Tuesday, May 8, 2012

aboutGolf Knows Golf | Golf Channel

A great article from last year.
Close your eyes and imagine what golf simulators once were like. Back in the 1980s and ’90s. With rumpled screens and fuzzy images. With no real sense of how far or straight you hit your shots.
Frankly, there wasn’t much to get excited about, even if the only thing you wanted from those old machines was some off-season fun with your friends. You didn’t even think about using them for clubfitting or teaching.
Now, step to the tee of an aboutGolf simulator, the PGA Tour Compact SimSurround for example, which was introduced last year. What you have here is a unit that features three full screens that wrap 160 degrees around the golfer and gives him, or her, more than 50 courses to play, including Pebble Beach, TPC aboutGolf SimulatorsSawgrass and the Old Course at St. Andrews.

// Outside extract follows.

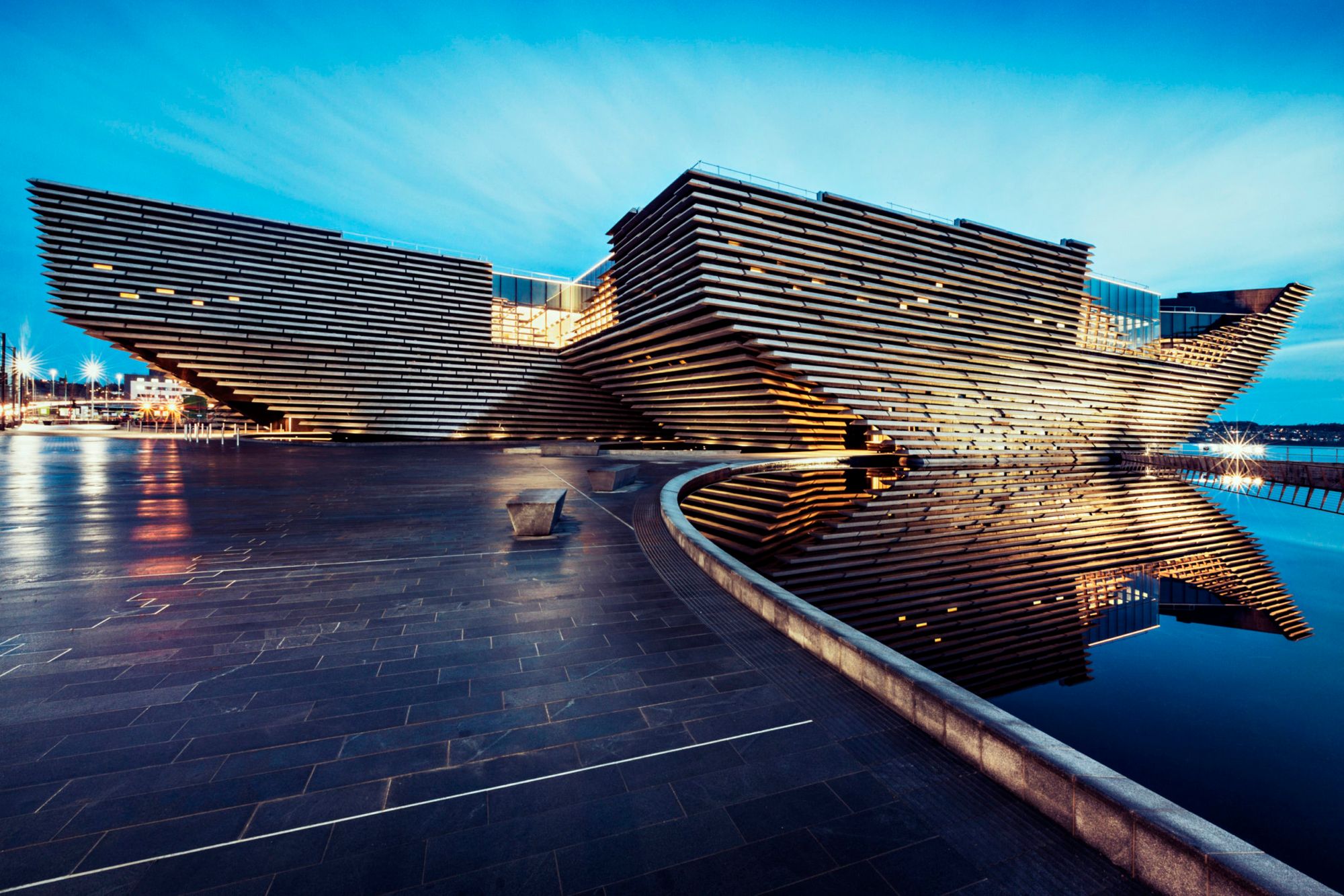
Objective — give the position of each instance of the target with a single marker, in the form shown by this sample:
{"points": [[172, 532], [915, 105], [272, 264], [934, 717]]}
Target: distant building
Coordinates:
{"points": [[157, 389]]}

The system utilizes a high-speed motion camera system, dubbed 3Trak technology, that collects image data such as velocity, launch angle and spin from shots at twice the rate of most other machine vision systems. It is engineered for consistent optimal resolution and field of view, resulting in what aboutGolf president Charles Faust describes as “repeatable and reproducible data quality throughout the tracking region.”
According to Faust, 3Trak replicates ball flight as well as bounce and roll better than other simulators. It even reproduces ricochets off of trees and let shots react to whatever wind or weather conditions a player chooses to input into the system (and players can input different course conditions at will). A vast range of swing analysis and software tools are available, and the golf course imagery, which is produced from topographical and survey data and more than 2,500 photos per layout, is impressive.
Those sorts of enhancements have made simulators much better than they used to be – and much more popular in the U.S. as well as in golf hot spots like Japan, Korea and the U.K. In addition to being better entertainment devices, around which winter golf leagues and rounds of business golf are frequently organized, they have also become important teaching and fitting tools for PGA professionals.
In some cases, they have even become a way for top touring pros to keep their games in shape during the off-season. Which is why Luke Donald put an aboutGolf simulator in his Chicago-area home about a year ago.
Not surprisingly, these state-of-the-art simulators do not come cheap, and the PGA Tour Compact SimSurround goes for a hefty $62,000. That’s out of reach for most recreational players. But aboutGolf is working to make their machines more accessible by setting up reasonable revenue-sharing plans with golf clubs and retailers around the globe.